“Despite mans ability to generate information he is limited in his ability to link the information he generates to the information he needs in his daily conflicts. his strivings and aspirations, his welfare and, in a very direct way, his humanity. Indeed, if he were to bridge the gap between the generation and utilization of information, the horizon would be more promising in terms of his ability to reduce injustice and to provide a medium for constructive human development and enterprise.”
Anthony Debons 1974
Introduction
Scientific activity generates and uses a massive volume of many kinds of digital information: raw data, analyzed data, simulations, notes, letters, reports as well as the more traditional published journal articles.
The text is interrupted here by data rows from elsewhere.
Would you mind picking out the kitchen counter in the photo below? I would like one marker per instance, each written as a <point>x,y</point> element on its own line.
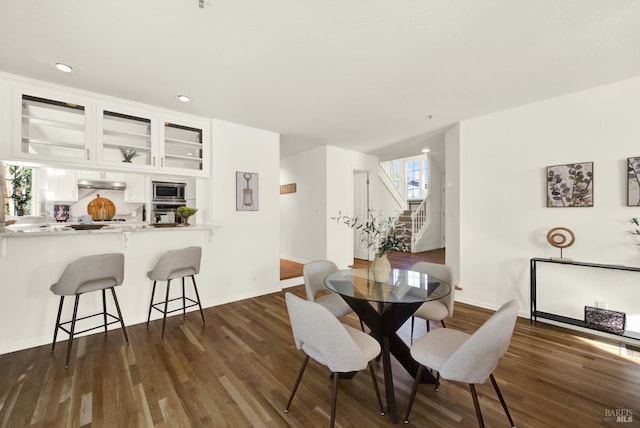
<point>31,261</point>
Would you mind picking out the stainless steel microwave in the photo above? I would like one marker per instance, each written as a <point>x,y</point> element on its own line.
<point>168,191</point>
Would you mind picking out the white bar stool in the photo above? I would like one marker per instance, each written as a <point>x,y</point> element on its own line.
<point>176,264</point>
<point>87,274</point>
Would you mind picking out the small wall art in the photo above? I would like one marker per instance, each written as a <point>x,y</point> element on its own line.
<point>246,191</point>
<point>633,182</point>
<point>570,185</point>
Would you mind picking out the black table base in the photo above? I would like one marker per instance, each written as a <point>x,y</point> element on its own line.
<point>384,324</point>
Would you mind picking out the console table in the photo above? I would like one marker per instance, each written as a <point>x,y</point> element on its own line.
<point>535,314</point>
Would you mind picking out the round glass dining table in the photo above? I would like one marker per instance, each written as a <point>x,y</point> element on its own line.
<point>394,301</point>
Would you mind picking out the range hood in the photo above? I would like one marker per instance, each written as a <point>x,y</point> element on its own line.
<point>95,184</point>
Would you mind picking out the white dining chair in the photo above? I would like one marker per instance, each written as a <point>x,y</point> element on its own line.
<point>471,359</point>
<point>343,349</point>
<point>435,310</point>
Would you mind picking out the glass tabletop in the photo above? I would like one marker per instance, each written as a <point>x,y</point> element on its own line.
<point>403,286</point>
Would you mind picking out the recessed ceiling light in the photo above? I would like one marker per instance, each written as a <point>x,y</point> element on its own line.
<point>65,68</point>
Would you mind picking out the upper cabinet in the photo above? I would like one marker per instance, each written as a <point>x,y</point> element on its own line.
<point>51,128</point>
<point>183,148</point>
<point>126,138</point>
<point>61,128</point>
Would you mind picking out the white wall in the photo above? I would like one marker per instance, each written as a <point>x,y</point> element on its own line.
<point>503,218</point>
<point>248,246</point>
<point>303,214</point>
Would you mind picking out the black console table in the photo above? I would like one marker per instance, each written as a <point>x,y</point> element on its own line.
<point>535,314</point>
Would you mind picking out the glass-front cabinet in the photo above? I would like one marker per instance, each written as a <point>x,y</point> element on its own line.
<point>74,128</point>
<point>183,148</point>
<point>52,128</point>
<point>125,138</point>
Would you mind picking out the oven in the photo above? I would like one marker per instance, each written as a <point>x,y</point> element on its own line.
<point>168,191</point>
<point>167,197</point>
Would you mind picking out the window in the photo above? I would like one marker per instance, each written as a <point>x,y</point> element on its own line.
<point>18,188</point>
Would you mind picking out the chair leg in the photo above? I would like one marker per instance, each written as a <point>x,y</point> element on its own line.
<point>104,310</point>
<point>153,292</point>
<point>412,320</point>
<point>375,386</point>
<point>476,404</point>
<point>504,404</point>
<point>295,386</point>
<point>184,300</point>
<point>195,288</point>
<point>124,329</point>
<point>334,399</point>
<point>166,307</point>
<point>55,331</point>
<point>413,392</point>
<point>73,326</point>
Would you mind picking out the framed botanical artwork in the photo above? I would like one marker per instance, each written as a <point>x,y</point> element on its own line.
<point>570,185</point>
<point>633,182</point>
<point>246,191</point>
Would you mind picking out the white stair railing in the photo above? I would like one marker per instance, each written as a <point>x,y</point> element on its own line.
<point>420,220</point>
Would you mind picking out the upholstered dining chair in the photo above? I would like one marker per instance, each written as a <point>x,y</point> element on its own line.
<point>341,348</point>
<point>472,359</point>
<point>314,274</point>
<point>435,310</point>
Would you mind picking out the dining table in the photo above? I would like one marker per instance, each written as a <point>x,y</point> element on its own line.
<point>384,306</point>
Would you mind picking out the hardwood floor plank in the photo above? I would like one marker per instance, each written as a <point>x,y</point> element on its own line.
<point>238,370</point>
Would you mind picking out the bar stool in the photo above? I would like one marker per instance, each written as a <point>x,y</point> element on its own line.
<point>176,264</point>
<point>91,273</point>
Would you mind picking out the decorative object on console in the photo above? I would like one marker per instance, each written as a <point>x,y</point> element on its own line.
<point>186,212</point>
<point>381,233</point>
<point>561,237</point>
<point>246,191</point>
<point>570,185</point>
<point>605,320</point>
<point>128,153</point>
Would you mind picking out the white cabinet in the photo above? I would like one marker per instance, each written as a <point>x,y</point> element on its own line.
<point>136,191</point>
<point>101,176</point>
<point>126,138</point>
<point>51,126</point>
<point>69,128</point>
<point>185,145</point>
<point>62,185</point>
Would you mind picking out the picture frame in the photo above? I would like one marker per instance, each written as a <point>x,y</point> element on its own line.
<point>633,181</point>
<point>570,185</point>
<point>247,196</point>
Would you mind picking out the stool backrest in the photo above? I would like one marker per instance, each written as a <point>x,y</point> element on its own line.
<point>91,273</point>
<point>177,263</point>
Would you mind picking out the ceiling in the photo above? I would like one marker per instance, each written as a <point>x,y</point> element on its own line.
<point>377,76</point>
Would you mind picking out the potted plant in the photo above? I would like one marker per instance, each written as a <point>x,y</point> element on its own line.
<point>128,154</point>
<point>186,212</point>
<point>379,233</point>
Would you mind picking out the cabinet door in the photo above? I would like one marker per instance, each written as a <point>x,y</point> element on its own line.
<point>50,127</point>
<point>62,185</point>
<point>126,138</point>
<point>185,145</point>
<point>136,191</point>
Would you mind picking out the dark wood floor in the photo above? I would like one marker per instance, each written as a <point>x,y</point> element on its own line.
<point>237,371</point>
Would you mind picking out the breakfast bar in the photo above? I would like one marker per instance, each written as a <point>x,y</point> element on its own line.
<point>30,261</point>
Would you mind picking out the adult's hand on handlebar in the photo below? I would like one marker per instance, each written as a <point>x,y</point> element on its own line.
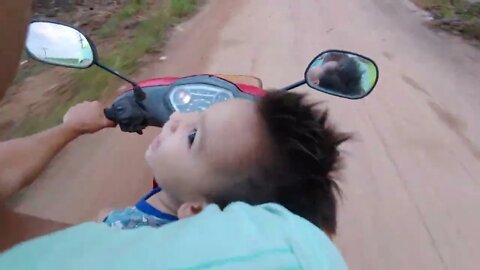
<point>87,117</point>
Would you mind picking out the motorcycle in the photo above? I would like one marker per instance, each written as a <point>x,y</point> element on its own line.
<point>151,102</point>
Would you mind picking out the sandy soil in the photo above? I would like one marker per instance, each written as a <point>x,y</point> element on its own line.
<point>411,186</point>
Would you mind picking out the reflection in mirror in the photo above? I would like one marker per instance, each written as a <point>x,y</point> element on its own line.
<point>58,44</point>
<point>342,74</point>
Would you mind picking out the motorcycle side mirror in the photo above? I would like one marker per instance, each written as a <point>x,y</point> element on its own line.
<point>59,45</point>
<point>62,45</point>
<point>343,74</point>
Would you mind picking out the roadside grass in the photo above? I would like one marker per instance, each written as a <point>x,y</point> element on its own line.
<point>457,16</point>
<point>96,84</point>
<point>130,9</point>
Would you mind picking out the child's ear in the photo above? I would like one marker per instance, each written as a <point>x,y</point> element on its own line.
<point>189,209</point>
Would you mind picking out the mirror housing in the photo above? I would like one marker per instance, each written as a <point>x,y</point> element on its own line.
<point>342,73</point>
<point>61,45</point>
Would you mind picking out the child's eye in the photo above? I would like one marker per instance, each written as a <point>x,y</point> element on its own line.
<point>191,137</point>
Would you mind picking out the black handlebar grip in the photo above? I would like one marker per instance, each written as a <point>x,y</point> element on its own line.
<point>110,114</point>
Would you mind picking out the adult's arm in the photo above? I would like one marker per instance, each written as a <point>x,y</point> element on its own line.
<point>22,160</point>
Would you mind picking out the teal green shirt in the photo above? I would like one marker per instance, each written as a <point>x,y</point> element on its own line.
<point>239,237</point>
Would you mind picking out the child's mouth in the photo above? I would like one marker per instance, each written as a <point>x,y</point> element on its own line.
<point>156,143</point>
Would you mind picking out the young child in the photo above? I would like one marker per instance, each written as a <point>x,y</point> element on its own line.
<point>277,149</point>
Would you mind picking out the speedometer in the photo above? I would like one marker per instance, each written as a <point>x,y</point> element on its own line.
<point>197,97</point>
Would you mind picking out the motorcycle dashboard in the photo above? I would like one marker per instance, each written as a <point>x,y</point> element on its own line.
<point>197,97</point>
<point>197,93</point>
Through the World Wide Web and URLs, scientific information has become a rich web of connected digital information. However, as McGrath, Futrelle, and Plante (1999: 2) point out ‘there remains a significant and lasting challenge for humans to exploit this richness, to discover, access, and understand the knowledge that may reside or be created from digital resources.’ This essay examines advances in digital technology that might enable scientists to overcome some of these challenges and provide the ‘Linked Open Science’ (LOS) called for by Kauppinen and Mira de Espindola (2011) that is needed to tackle some of the greatest problems of our time.
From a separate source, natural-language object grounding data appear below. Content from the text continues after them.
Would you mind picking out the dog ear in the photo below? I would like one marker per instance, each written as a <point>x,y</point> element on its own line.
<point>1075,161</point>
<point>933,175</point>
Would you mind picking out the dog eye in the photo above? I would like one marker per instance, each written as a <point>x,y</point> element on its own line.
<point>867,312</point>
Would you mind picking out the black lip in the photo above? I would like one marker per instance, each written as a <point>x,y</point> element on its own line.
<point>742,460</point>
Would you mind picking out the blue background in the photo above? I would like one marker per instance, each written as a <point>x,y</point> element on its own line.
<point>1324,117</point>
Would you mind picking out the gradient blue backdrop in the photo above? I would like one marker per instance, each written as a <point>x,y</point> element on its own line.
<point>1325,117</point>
Using the internet to publish information in accessible ways: the semantic web
Linked Open Science (LOS) an approach that ‘interconnects scientific assets to enable transparent, reproducible and transdisciplinary research.’ (Kauppinen:2011) Can only be achieved through publishing data using semantic web technology. But what is the semantic web? The original concept was first introduced by the web's inventor Tim Berners-Lee in the nineteen-nineties. Since then it has attracted a lot of excited attention and some outlandish promises have been made for it. Semantic web technologies, we are told, will provide computers with the ability to perform abstract cognitive processes previously the preserve of human beings. The literature doesn't shy from referring to computers that can 'understand' and 'reason' (Byrne&Goddard 2010) 'manipulate meaningfully', 'choose', 'infer' and 'comprehend' (Berners-Lee et al 2001). In addition to the hype, the sheer number of different approaches to the semantic web also muddies the water. Each new application developed emphasises a different feature of the technology so there are allot of competing definitions. Wikipedia's entry on the semantic web had no less than
1,701 edits at time of writing. In order to avoid vacuous hyperbole and cut a channel through the multitude of competing versions this essay will focus on what is perhaps one of the most conservative and hence realisable definitions of the semantic web, that of the World Wide Web Consortium (W3C), the international web standards committee founded in 1994 by Berners-Lee.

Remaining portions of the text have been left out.